Some unis like University of the West of England, Bristol and De Montfort are offering extra support to help students switch to blended learning. Others also offer support to students who don't have their own equipment, either as free laptop loans or hardship funds and short-term financial loans.
One-to-one tutorials are offered online and sometimes in-person (socially distanced). There are also skills-specific tutorials in writing, maths and stats, which can be pre-booked (again in person or online).
International students having to quarantine are being supported, sometimes with subsidised accommodation and/or food packages.
Students may be collected from arrival airports for free. Queen's University Belfast even chartered a flight to bring in students from China. Brunel offered international students January starts in a number of programmes, with year two starting from September 2021 as normal.
Check university websites to find out what they’re doing for international students.
On-campus roles (such as student ambassadors and customer services) may still be available, as well as roles to help keep the campus COVID-safe. Some student unions have temporarily paused recruitment. Royal Holloway ran a virtual part-time job fair with local employers. Gloucestershire, and many other unis, use the Unibuddy online system to allow their student ambassadors and campus tour guides to continue working online at small-scale campus visits.

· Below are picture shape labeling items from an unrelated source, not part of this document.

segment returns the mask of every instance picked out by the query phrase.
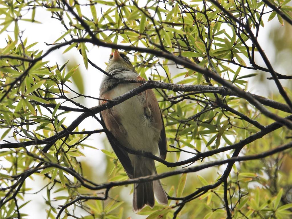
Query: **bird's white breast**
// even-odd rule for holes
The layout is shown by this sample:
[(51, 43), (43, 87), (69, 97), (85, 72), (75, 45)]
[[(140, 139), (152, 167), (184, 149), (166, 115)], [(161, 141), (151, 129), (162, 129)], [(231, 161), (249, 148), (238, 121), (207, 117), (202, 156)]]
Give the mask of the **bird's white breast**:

Students are earning less and working less frequently, but many are still earning through part-time jobs. There are some jobs available to students outside of university, including:
- Food delivery
- Customer services (online)
- Self-employed music/subject tutor
- Health and social care roles
- Fruit picking
Going to university lets you continue your education and work towards your future. If you’re not going to go to uni, consider what you’ll do instead.
Skills like remote working, studying online and adapting to change are transferable and will be valued by many employers. They’re always important if your future plans include working for yourself.
Unis are working hard to provide social events, access to sport and other pastimes. You’ll still make new friends at uni, be able to join societies, learn new skills and build professional networks.